Introduction
With the transition to the Income-tax Act, 2025, taxpayers must clearly understand how self-assessment tax payments and carried forward MAT/AMT credits will be treated. While the new law introduces structural and terminological changes, the fundamental principles governing tax payments and credit availability continue largely unchanged. The key lies in understanding how the transition between the old and new Acts will operate in practical scenarios.
Self-Assessment Tax: Which Law Applies?
A common question arises regarding the applicability of law when self-assessment tax is paid after the new Act comes into force. It is important to understand that self-assessment tax is only a mode of discharging tax liability, and the applicable law depends on the year in which the income was earned, not the date of payment.

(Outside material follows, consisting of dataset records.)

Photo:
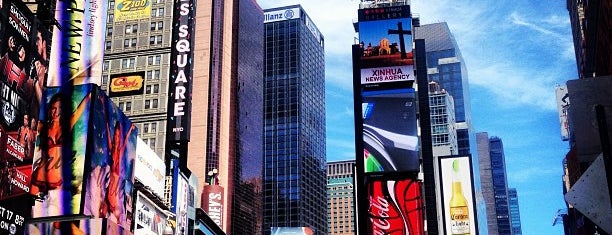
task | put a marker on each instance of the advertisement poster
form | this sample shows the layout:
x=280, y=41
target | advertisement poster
x=457, y=195
x=59, y=156
x=395, y=207
x=110, y=175
x=132, y=10
x=386, y=46
x=150, y=169
x=127, y=84
x=390, y=131
x=78, y=49
x=149, y=219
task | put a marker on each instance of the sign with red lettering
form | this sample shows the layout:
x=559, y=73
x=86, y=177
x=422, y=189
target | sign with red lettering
x=126, y=84
x=395, y=207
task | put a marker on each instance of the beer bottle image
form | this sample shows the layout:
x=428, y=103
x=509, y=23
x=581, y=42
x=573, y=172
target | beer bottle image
x=459, y=212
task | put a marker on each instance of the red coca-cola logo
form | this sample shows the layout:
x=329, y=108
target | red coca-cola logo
x=395, y=208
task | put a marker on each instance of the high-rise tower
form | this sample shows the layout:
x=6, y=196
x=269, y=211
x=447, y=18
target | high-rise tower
x=294, y=121
x=445, y=65
x=226, y=97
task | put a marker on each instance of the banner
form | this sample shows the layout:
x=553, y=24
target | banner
x=110, y=175
x=132, y=10
x=78, y=49
x=395, y=207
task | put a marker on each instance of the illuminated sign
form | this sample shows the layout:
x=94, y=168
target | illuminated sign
x=282, y=15
x=132, y=10
x=181, y=68
x=126, y=84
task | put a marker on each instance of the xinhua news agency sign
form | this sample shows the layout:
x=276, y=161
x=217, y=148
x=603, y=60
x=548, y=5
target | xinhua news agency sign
x=181, y=67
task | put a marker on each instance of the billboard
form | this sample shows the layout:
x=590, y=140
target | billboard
x=149, y=219
x=395, y=207
x=59, y=155
x=110, y=167
x=127, y=84
x=132, y=10
x=390, y=131
x=78, y=48
x=291, y=231
x=149, y=168
x=282, y=15
x=457, y=195
x=562, y=108
x=181, y=67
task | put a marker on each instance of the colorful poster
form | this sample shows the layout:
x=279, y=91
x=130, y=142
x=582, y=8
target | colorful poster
x=457, y=192
x=395, y=207
x=132, y=10
x=59, y=156
x=390, y=131
x=110, y=175
x=78, y=49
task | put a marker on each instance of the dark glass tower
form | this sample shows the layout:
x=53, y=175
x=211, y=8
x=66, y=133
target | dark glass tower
x=294, y=186
x=515, y=214
x=494, y=183
x=446, y=66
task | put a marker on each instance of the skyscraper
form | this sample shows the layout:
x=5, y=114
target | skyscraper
x=294, y=121
x=341, y=198
x=226, y=96
x=494, y=183
x=445, y=65
x=515, y=215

For example, if self-assessment tax for Assessment Year 2026–27 (Financial Year 2025–26) is paid in July 2026, it will still be governed by the provisions of the Income-tax Act, 1961. This is because the income relates to a period prior to 1st April 2026. Accordingly, the provisions of section 140A of the old Act will apply in such cases.
Precautions During the Transition Year
The transition phase (FY 2026–27) is crucial, as both the old and new laws will operate simultaneously. While the government is ensuring that the income tax portal supports both frameworks, taxpayers must exercise caution while making tax payments to ensure correct credit.
The most important precaution is the correct selection of the relevant year:
- For tax payments relating to FY 2025–26, taxpayers must select Assessment Year 2026–27
- For tax payments relating to FY 2026–27 onwards, taxpayers must select Tax Year 2026–27
For instance, if self-assessment tax for FY 2025–26 is paid in June 2026, the taxpayer must choose AY 2026–27. On the other hand, advance tax paid for income earned between April 2026 and March 2027 must be linked to Tax Year 2026–27.
Incorrect selection may lead to mismatch of tax credit, which can cause delays in processing or unnecessary notices.

Source: Incometaxindia.gov.in
Annual Information Statement under the New Act
The Annual Information Statement (AIS) will continue to exist during the transition period. For tax periods governed by the Income-tax Act, 1961 (up to AY 2026–27), AIS will remain applicable in its current form.
However, from Tax Year 2026–27 onwards, under the Income-tax Act, 2025, AIS will evolve into a new format known as Form No. 168. This represents a continuation and enhancement of the existing reporting system, ensuring better transparency and tracking of taxpayer information.
Treatment of MAT/AMT Credit under the New Act
Another important concern for taxpayers, especially companies and professionals, is the treatment of Minimum Alternate Tax (MAT) and Alternate Minimum Tax (AMT) credits carried forward under the old Act.
The new law provides clarity by ensuring that any unutilised MAT/AMT credit available under the Income-tax Act, 1961 will continue to remain valid under the Income-tax Act, 2025. These credits will be treated as eligible credits under the new Act and can be utilized in future years.
For example, if a taxpayer has MAT credit carried forward from AY 2024–25, such credit will still be available for set-off under the new Act, subject to prescribed conditions.
Carry Forward Period for MAT/AMT Credit
The carry forward period for MAT/AMT credit remains unchanged. Unutilised credits can be carried forward for a total period of 15 years from the year in which they first became available.
This means that even after the transition to the new Act, taxpayers can continue to utilize these credits for eligible tax years starting from 1st April 2026, provided they fall within the permissible time limit and meet the specified conditions.
Final Words
The provisions relating to self-assessment tax and MAT/AMT credit under the Income-tax Act, 2025 ensure continuity, clarity, and protection of taxpayer rights during the transition phase. While the applicable law depends on the year of income, taxpayers must be cautious about selecting the correct year while making payments to avoid mismatches.
The continuation of MAT/AMT credits and the evolution of the Annual Information Statement further demonstrate that the new Act is designed to modernize the system without disrupting existing benefits. With careful planning and awareness, taxpayers can smoothly navigate this transition and ensure accurate compliance.